Improving outcomes will require a focus on the high perioperative mortality found in this and other studies.4,15
Identifying patients who are likely to benefit from assist devices and excluding those whose likelihood of survival is low is warranted.2,26
Because we found a volume-outcome relationship between device implantation and mortality in the postcardiotomy group, development of systems that foster the transfer of these patients to experienced centers may improve outcomes.27,28
In addition, there appears to be a trend toward improved outcomes in high-volume centers in the primary device cohort.

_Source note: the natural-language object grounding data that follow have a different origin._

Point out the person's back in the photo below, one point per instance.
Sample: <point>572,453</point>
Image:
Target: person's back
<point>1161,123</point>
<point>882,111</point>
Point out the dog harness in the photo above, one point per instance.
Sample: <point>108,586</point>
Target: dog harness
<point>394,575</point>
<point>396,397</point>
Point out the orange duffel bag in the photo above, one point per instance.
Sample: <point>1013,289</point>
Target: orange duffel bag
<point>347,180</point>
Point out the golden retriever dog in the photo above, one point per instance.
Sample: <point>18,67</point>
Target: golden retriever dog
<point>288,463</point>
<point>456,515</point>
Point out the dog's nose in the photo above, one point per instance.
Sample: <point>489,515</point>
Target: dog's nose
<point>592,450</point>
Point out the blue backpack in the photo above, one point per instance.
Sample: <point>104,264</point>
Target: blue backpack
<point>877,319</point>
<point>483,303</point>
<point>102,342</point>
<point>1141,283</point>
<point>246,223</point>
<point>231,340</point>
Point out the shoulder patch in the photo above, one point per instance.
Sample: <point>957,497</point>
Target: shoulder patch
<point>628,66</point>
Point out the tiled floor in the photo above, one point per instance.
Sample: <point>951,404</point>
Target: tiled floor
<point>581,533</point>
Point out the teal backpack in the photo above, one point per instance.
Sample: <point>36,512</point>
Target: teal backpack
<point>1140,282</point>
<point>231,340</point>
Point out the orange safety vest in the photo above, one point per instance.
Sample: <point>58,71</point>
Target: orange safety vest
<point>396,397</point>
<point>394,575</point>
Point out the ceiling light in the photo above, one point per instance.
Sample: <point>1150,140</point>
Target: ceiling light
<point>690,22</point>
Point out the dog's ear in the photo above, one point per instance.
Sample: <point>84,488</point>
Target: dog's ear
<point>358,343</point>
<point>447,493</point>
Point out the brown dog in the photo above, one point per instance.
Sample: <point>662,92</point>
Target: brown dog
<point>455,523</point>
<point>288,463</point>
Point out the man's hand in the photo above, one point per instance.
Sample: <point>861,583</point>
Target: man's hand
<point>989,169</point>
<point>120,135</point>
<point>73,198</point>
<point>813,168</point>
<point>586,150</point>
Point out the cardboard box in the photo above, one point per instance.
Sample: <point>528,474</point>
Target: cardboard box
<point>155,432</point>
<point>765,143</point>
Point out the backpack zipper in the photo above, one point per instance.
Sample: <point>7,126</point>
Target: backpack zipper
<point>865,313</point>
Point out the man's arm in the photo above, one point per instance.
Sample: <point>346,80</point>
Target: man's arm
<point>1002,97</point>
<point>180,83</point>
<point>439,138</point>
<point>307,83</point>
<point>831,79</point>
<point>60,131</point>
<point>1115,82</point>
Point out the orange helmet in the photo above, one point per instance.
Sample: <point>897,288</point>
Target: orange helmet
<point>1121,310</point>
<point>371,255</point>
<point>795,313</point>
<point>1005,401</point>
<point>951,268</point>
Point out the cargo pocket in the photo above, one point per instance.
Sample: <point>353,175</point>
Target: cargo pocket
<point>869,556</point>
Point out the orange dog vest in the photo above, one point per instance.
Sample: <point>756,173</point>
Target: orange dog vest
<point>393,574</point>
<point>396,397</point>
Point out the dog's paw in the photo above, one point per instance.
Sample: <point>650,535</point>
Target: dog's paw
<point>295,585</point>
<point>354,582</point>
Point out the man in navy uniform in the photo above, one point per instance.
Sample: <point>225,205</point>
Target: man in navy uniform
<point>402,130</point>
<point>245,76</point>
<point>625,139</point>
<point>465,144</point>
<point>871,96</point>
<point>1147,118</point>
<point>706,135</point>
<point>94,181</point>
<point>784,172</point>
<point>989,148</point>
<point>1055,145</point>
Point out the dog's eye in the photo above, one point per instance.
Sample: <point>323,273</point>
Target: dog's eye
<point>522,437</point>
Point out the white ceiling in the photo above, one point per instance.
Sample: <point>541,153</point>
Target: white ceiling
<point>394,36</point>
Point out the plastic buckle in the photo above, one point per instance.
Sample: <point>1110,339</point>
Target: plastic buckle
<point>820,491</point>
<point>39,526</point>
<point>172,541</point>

Other studies have suggested that complex procedures should be concentrated at centers that are likely to translate early experience into acceptable outcomes.28,29
Moreover, our observation of 65% survival at 2 years among patients discharged alive warrants further clinical investigation to identify factors associated with survival. These findings support a 2008 National Heart, Lung, and Blood Institute working group recommendation to conduct a randomized trial of ventricular assist devices in patients who have not developed serious complications of heart failure.30
Our study has some limitations. Medicare claims do not include clinical details about the type of device and site of implantation, so we had limited ability to determine the indication or identify important clinical variables associated with mortality. However, in a sensitivity analysis using data from 2005 and 2006, outcomes of patients receiving implantable versus non-implantable devices were similar to outcomes for patients in the primary device and postcardiotomy groups. Most devices implanted during the study period were pulsatile devices, and we were unable to distinguish patients with continuous-flow devices who were enrolled in a clinical trial. In addition, the analysis included only patients enrolled in fee-for-service Medicare, so other patients are not represented in the study. Although the primary aim of the study was to examine outcomes of Medicare beneficiaries, outcomes may differ because of patients’ age or comorbidity as compared with other patient populations. However, selection bias is likely to be minimal because the study included all Medicare fee-for-service beneficiaries and all hospitals that implanted a ventricular assist device in a Medicare beneficiary.